Supersymmetric Hyperbolic $$\sigma $$ σ -Models and Bounds on Correlations in Two Dimensions

In this paper we study a family of nonlinear $$\sigma $$ -models in which the target space is the super manifold $$\mathbb {H}^{2|2N}$$ . These models generalize Zirnbauer’s $$\mathbb {H}^{2|2}$$ nonlinear $$\sigma $$ -model (Zirnbauer in Commun Math Phys 141(3):503–522, 1991). The latter model has a number of special features which aid in its analysis: through a remarkable technique from symplectic geometry colloquial known as supersymmetric localization, the partition function of the $$\mathbb {H}^{2|2}$$ model is equal to one independent of the coupling constants.
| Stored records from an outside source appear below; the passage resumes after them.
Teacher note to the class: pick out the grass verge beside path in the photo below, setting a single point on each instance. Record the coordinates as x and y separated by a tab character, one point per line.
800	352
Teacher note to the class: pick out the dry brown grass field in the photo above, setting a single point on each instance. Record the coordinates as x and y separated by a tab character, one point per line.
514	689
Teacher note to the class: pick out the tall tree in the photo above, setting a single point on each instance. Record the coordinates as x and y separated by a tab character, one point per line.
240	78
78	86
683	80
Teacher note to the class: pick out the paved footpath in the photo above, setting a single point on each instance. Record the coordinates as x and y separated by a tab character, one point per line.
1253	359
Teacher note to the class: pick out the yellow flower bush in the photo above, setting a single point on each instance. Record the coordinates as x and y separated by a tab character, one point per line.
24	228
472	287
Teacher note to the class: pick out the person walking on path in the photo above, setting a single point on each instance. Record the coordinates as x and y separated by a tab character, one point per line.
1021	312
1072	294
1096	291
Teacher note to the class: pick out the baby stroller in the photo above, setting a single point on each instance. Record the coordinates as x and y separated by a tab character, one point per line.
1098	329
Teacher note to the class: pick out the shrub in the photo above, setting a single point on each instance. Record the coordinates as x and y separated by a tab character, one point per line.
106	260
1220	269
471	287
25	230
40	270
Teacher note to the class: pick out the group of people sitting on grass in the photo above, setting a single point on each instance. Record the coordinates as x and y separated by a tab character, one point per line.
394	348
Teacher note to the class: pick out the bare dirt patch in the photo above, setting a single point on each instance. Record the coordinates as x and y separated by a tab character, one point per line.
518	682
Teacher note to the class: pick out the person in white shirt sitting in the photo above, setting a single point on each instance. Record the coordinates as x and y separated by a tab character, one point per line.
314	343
Our main technical observation is to generalize this fact to $$\mathbb {H}^{2|2N}$$ models as follows: the partition function is a multivariate polynomial of degree $$n=N-1$$ , increasing in each variable. As an application, these facts provide estimates on the Fourier and Laplace transforms of the ’t-field’ when we specialize to $$\mathbb {Z}^2$$ . We show that this field has fluctuations which are at least those of a massless free field. In addition we show that small fractional moments of $$e^{t_v-t_0}$$ decay at least polynomially fast in the distance of v to 0.